The problem does not lie only in the Latin terms. Does a deed conferring a Power of Attorney require apostillation if it is to be effective in a foreign jurisdiction? Would the court be willing to issue an injunction to prevent the rescission of a contract whose consideration is valid? And what exactly is joint and several liability? Under what circumstances would a moratorium be considered suspended?
See? Still confusing.
While I could go on and on, I cannot possibly cover the full range of possibilities in a single article. I do hope however that I have so far annoyed you enough to convince you to keep reading this and demystify some of the terms. So that I don’t make it seem like I’m trying to edge out the other writers here(though I secretly am), I’ll keep it brief and cover only six terms today.
- Consideration refers to the thing that each party to a contract foregoes as his part of the bargain. Often, the consideration is the price paid on the one hand and the goods or services supplied on the other, but it is not limited to these. The consideration can even be a promise not to do something, such a promise not to take legal action.
- Joint and Several Liability applies in certain contracts where several parties act together. It means that all the parties are responsible as a group but also as individuals. For instance, a person who is injured by the action of the directors of a company may in certain cases sue either all the directors or any of the directors.

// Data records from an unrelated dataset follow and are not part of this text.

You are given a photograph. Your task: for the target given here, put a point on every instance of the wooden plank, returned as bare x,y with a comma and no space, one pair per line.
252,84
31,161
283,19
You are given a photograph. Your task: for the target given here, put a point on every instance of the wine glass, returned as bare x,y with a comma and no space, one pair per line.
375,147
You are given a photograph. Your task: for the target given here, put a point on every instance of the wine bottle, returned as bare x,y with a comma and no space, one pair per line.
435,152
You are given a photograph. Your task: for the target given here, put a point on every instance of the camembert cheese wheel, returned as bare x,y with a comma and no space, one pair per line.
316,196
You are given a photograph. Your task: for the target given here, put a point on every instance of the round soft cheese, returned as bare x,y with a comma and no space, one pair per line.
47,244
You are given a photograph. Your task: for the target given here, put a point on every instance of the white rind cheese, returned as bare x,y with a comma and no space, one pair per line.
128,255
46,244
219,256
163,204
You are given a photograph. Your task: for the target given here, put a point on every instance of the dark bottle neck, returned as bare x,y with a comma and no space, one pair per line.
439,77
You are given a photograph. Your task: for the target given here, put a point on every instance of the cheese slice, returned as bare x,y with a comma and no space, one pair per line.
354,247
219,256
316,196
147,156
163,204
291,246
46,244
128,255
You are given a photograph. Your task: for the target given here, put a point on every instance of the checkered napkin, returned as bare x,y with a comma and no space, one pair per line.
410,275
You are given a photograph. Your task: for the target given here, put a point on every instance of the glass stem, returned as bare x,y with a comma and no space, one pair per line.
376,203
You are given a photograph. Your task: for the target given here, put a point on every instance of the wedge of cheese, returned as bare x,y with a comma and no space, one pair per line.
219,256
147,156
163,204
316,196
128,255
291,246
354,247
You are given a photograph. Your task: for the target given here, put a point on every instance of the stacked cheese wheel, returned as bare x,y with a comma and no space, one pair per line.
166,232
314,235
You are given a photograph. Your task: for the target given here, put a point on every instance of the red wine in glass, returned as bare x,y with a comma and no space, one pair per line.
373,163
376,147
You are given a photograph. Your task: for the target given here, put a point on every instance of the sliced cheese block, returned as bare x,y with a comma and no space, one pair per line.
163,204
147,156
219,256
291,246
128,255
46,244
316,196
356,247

- Caveat emptor is a common term that means ‘buyer beware’. The buyer has the duty to find out what appertains to his purchase and he cannot claim ignorance if he buys something other than what he wanted or buys something that had encumbrances on it.

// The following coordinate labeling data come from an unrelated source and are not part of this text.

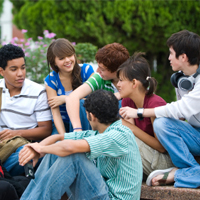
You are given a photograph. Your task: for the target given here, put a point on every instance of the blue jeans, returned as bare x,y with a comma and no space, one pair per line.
182,141
54,130
74,174
83,117
12,163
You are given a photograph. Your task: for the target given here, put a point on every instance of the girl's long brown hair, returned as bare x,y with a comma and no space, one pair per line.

- Uberrimae fides literally means utmost good faith. Its greatest application is in insurance contracts. The general rule is that the person seeking to benefit from an insurance cover must reveal all relevant information affecting the insurance policy. This obligation is so serious that its breach would lead to an insurance contract being void, regardless of premiums having been paid.
- All of us have used the abbreviations i.e. and e.g. in our notes somewhere, but perhaps without ever having realised that they could have legal implications if they appeared in a contract. The full terms are id est and exempli gratia. The former means ‘that is’ as you already knew but it also means that the list given is conclusive. In a contract therefore, it would have the implication that there can be no other items other than the ones included. Exempli gratia means ‘for example’ and its connotation in a contract would be that the list given is not conclusive and can refer to other similar items.

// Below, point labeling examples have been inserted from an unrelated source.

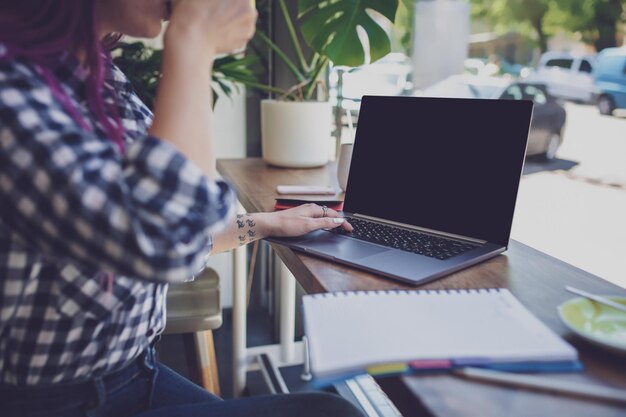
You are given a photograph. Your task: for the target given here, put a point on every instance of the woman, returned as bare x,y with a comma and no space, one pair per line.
103,204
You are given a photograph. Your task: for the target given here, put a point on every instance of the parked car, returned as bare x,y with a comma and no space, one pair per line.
548,119
565,75
389,76
609,77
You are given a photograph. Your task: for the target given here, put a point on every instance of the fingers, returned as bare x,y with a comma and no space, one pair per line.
326,218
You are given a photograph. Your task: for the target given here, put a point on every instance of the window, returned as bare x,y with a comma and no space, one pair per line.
560,63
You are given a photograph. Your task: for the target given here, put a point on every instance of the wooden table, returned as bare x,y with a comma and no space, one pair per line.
535,278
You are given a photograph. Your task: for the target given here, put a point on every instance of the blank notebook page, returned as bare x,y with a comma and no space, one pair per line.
356,329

- Nemo dat quod non habet is one of the most basic and most crucial principles of business law. Loosely translated, the phrase means that none can give better title than they have. If a person sells goods he does not rightfully own, the buyer cannot subsequently acquire rightful ownership of those goods.
Thank me the next time you nonchalantly throw one of these into conversation and it makes you sound extremely well read. Be careful about the Latin pronunciation though, you do not want to negate your new-found glory by pronouncing the Latin U as an ‘ah’.